Monday, October 24, 2005

The Shucet Solution: Improve Safety

In the last 12 months there were 154,000 crashes on Virginia roads. Many of them involved injuries and fatalities, which makes improved traffic safety a worthy goal in itself. But traffic accidents also contribute to traffic congestion. Even when wrecked cars are pulled to the side of the road, rubber neckers slow down to gawk and traffic can back up for miles.

In a letter to the Senate task force studying transportation, former Virginia Department of Transportation Commissioner Philip Shucet suggested that one way to improve traffic congestion is to invest in more enforcement and safety patrol officers. Wrote Shucet:

“Egged on by the frustration of congestion, people are driving too fast, following too closely, and changing lanes too carelessly. Traffic flows at its smoothest when moving at posted speeds. It may be prudent to invest a portion of new transportation funds in additional officers to enforce traffic laws, and added safety service patrols to clear incidents rapidly when they occur.”

Investing in brighter signs and pavement markings could help prevent accidents, he added. The material exists to improve the reflectivity, or brightness, of highway signs. Likewise, the material exists to make pavement markings more visible, even in wet weather.

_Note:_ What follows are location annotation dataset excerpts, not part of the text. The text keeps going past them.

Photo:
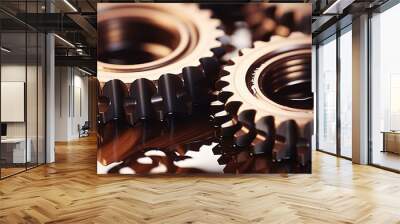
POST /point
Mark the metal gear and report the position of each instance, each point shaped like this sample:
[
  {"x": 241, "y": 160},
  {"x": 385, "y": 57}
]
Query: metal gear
[
  {"x": 147, "y": 40},
  {"x": 268, "y": 99},
  {"x": 155, "y": 59}
]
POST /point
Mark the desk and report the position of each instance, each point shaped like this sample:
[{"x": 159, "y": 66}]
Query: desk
[
  {"x": 13, "y": 150},
  {"x": 391, "y": 141}
]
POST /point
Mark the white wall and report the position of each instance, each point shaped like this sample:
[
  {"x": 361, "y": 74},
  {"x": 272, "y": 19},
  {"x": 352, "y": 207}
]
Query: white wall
[{"x": 70, "y": 83}]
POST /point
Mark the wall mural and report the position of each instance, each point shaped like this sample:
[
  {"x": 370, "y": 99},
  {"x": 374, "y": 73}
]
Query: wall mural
[{"x": 204, "y": 88}]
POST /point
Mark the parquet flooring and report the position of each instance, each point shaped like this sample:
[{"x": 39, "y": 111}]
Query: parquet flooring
[{"x": 69, "y": 191}]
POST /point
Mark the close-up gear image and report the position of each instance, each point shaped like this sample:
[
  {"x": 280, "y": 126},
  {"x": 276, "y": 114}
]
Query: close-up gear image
[{"x": 204, "y": 88}]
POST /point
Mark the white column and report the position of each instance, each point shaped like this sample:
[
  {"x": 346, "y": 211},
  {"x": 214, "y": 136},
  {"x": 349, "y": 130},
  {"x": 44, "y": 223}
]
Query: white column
[{"x": 360, "y": 90}]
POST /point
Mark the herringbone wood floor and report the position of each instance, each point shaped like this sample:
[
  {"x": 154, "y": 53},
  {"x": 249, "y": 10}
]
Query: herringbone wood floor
[{"x": 69, "y": 191}]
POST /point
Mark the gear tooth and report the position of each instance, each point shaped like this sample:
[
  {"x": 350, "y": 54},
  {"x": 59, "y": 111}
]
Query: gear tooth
[
  {"x": 296, "y": 35},
  {"x": 229, "y": 69},
  {"x": 258, "y": 44},
  {"x": 244, "y": 107},
  {"x": 276, "y": 38},
  {"x": 227, "y": 78},
  {"x": 228, "y": 88},
  {"x": 258, "y": 117},
  {"x": 244, "y": 51}
]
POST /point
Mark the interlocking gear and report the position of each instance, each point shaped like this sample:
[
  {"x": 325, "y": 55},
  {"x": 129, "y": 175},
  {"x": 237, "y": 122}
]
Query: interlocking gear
[
  {"x": 155, "y": 60},
  {"x": 268, "y": 98}
]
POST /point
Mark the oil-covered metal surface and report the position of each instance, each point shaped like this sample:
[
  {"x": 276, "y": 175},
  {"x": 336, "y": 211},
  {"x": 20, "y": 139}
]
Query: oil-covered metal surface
[{"x": 166, "y": 110}]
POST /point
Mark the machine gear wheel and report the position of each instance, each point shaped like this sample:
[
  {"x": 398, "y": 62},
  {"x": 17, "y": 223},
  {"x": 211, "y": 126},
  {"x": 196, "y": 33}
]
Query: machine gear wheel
[
  {"x": 147, "y": 40},
  {"x": 155, "y": 59},
  {"x": 268, "y": 98}
]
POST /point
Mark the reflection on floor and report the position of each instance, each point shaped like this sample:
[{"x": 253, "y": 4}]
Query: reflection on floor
[
  {"x": 69, "y": 191},
  {"x": 387, "y": 159},
  {"x": 185, "y": 145},
  {"x": 11, "y": 169}
]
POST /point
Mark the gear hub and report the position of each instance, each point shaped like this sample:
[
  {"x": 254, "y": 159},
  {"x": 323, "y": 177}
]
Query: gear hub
[
  {"x": 155, "y": 59},
  {"x": 268, "y": 98}
]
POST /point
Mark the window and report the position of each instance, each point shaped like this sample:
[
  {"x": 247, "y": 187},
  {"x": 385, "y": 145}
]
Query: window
[
  {"x": 327, "y": 95},
  {"x": 385, "y": 89},
  {"x": 345, "y": 92}
]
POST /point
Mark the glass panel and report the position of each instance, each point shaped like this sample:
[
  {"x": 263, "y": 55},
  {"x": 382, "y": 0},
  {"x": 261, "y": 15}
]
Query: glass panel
[
  {"x": 31, "y": 98},
  {"x": 346, "y": 93},
  {"x": 385, "y": 89},
  {"x": 13, "y": 93},
  {"x": 327, "y": 96},
  {"x": 41, "y": 98}
]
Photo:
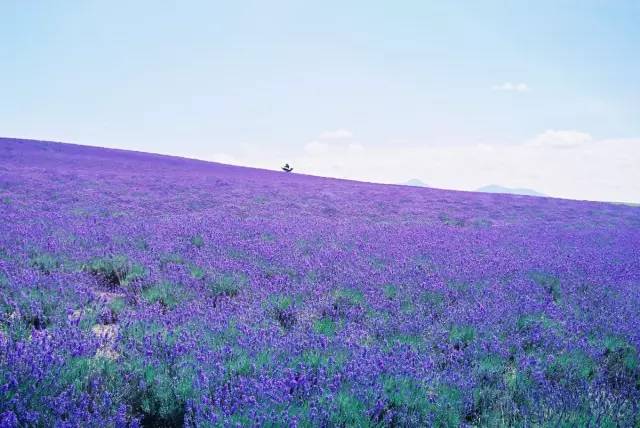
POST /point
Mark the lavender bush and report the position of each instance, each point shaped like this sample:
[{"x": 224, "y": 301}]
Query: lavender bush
[{"x": 144, "y": 290}]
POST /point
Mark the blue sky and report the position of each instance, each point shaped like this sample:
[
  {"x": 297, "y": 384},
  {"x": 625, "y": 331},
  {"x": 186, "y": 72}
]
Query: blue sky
[{"x": 458, "y": 94}]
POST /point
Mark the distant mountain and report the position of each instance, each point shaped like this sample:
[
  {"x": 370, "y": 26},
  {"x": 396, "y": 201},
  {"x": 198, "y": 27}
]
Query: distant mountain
[
  {"x": 415, "y": 182},
  {"x": 494, "y": 188}
]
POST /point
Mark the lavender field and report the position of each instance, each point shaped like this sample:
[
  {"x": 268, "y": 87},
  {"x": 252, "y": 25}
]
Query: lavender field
[{"x": 145, "y": 290}]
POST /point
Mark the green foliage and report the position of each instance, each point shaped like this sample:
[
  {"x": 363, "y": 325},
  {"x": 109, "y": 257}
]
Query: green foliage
[
  {"x": 349, "y": 411},
  {"x": 197, "y": 241},
  {"x": 390, "y": 291},
  {"x": 167, "y": 294},
  {"x": 550, "y": 283},
  {"x": 197, "y": 272},
  {"x": 239, "y": 365},
  {"x": 162, "y": 391},
  {"x": 282, "y": 309},
  {"x": 570, "y": 367},
  {"x": 171, "y": 258},
  {"x": 4, "y": 280},
  {"x": 434, "y": 299},
  {"x": 448, "y": 407},
  {"x": 37, "y": 308},
  {"x": 117, "y": 305},
  {"x": 227, "y": 285},
  {"x": 325, "y": 326},
  {"x": 116, "y": 270},
  {"x": 349, "y": 297},
  {"x": 44, "y": 262},
  {"x": 461, "y": 336},
  {"x": 405, "y": 396},
  {"x": 621, "y": 363}
]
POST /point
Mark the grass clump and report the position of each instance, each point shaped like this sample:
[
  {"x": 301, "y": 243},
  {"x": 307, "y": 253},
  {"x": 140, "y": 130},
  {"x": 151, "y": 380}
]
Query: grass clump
[
  {"x": 44, "y": 262},
  {"x": 197, "y": 241},
  {"x": 621, "y": 363},
  {"x": 348, "y": 411},
  {"x": 549, "y": 283},
  {"x": 197, "y": 272},
  {"x": 461, "y": 336},
  {"x": 167, "y": 294},
  {"x": 406, "y": 399},
  {"x": 116, "y": 270},
  {"x": 325, "y": 326},
  {"x": 162, "y": 391},
  {"x": 282, "y": 309},
  {"x": 390, "y": 291},
  {"x": 571, "y": 367},
  {"x": 226, "y": 285}
]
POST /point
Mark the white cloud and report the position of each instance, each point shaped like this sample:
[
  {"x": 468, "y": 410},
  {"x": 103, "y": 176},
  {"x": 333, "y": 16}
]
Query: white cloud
[
  {"x": 594, "y": 169},
  {"x": 563, "y": 139},
  {"x": 511, "y": 87},
  {"x": 316, "y": 148},
  {"x": 355, "y": 148},
  {"x": 338, "y": 134}
]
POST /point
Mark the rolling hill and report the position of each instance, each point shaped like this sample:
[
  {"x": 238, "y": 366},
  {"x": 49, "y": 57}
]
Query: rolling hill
[{"x": 139, "y": 289}]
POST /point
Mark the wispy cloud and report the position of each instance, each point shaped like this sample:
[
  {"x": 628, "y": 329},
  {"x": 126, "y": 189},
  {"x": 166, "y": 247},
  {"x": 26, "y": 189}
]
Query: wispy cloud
[
  {"x": 338, "y": 134},
  {"x": 316, "y": 148},
  {"x": 511, "y": 87},
  {"x": 563, "y": 139}
]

Although Shucet did not note it in his letter, his proposal resembles a plank in Jerry Kilgore’s transportation platform. The Republican nominee for governor recommends increasing fines for traffic violators on the grounds that their reckless behavior could result in accidents that create gridlock. Levying fines on traffic violators could provide a revenue stream to pay for the hiring of extra state police and incident-management teams

The Shucet Solution: Smart Signal Systems

There is no silver bullet for solving traffic congestion in Virginia, but there is a multiplicity of smaller, narrow-bore solutions which, applied together, can make a difference. That’s the thrust of former Virginia Department of Transportation Commissioner Philip Shucet’s letter to the state Senate task force studying transportation.

One of those narrow-bore solutions is to invest in smart signal systems. These “smart” traffic lights, which use traffic sensors to detect the speed of traffic and the size of back-ups at traffic lights, can adjust the signal timing dynamically to move traffic at optimum efficiency. This is a particularly attractive way to increase capacity of streets and thoroughfares in urbanized areas where it is too expensive to widen roads.

As Shucet observes: “Poorly timed traffic signals result in unnecessary stop-and-go traffic on city streets, waste money spent on fuel and contribute to urban air pollution. Yet, those very same signals when operated as part of a well-timed coordinated system can save time and money.” As an example, he cites a 1998 project that used more than 15,000 vehicle detectors to coordinate the timing of traffic lights in Fairfax, Loudoun and Prince William Counties. The first, three-year phase of the project saved motorists $24 million in fuel consumption alone.

“You may want to investigate this technology further,” Shucet wrote to the Senate task force. The state could consider establishing a program, perhaps on a matching basis, “that encourages or requires municipalities to invest in coordinated signal systems across geographic boundaries.”